Una muestra más del vertiginoso ascenso de China en materia de tecnología (y en el aspecto económico) es el hecho de que en la última medición de las 500 computadoras más rápidas del mundo, la más rápida está actualmente en China, de acuerdo al ranking organizado por top500.org. Esa computadora puede ejecutar 2,57 petaflops, que son 2570 billones de operaciones cada segundo. Considerando billón como un uno seguido de doce ceros.
Esa computadora, llamada Tianhe, que significa “Vía Láctea”, fue desarrollada en la Universidad Nacional de Tecnología de Defensa de China. En su construcción participaron más de 200 investigadores, trabajando a lo largo de más de dos años. Al igual que el 91,8% de las 500 computadoras más rápidas, Tianhe usa Linux.
Otro aspecto interesante de este logro es que la Tianhe-1A, integrada por miles de procesadores de tipo Intel o su competidor AMD, además de procesadores hechos en EEUU tiene procesadores hechos en China, en particular el FeiTeng-1000. Podemos irnos aprendiendo este nombre, porque probablemente muy pronto tendremos una gran proliferación de computadoras de escritorio hechas con ese procesador. Y también muy pronto la computadora más rápida del mundo tendrá exclusivamente procesadores hechos en China.

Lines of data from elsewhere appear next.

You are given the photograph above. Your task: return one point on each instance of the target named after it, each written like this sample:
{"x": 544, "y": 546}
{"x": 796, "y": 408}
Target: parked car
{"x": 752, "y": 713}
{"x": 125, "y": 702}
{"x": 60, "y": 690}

Siguen siendo los EEUU el país con mayor número de computadoras entre las 500 más rápidas, pero desde hace unos años se observa cómo su presencia en esta lista va dando paso a la presencia de otros países, en particular de países asiáticos, específicamente China y Japón.
Las computadoras de este tipo se utilizan para hacer cálculos que llevarían muchísimo tiempo en un computador de escritorio convencional. Simulaciones meteorológicas o simulaciones de explotación de yacimientos petrolíferos, entre muchísimas otras aplicaciones, necesitan hoy en día de la ayuda de este tipo de computadores para terminar los cálculos en un tiempo razonable.
Asi como entramos en la tecnología satelital, Venezuela debe ingresar en este mundo de la computación de alto rendimiento, especialmente para satisfacer requerimientos de su principal industria. La alianza estratégica con China puede, una vez más, servirnos de palanca para este desarrollo.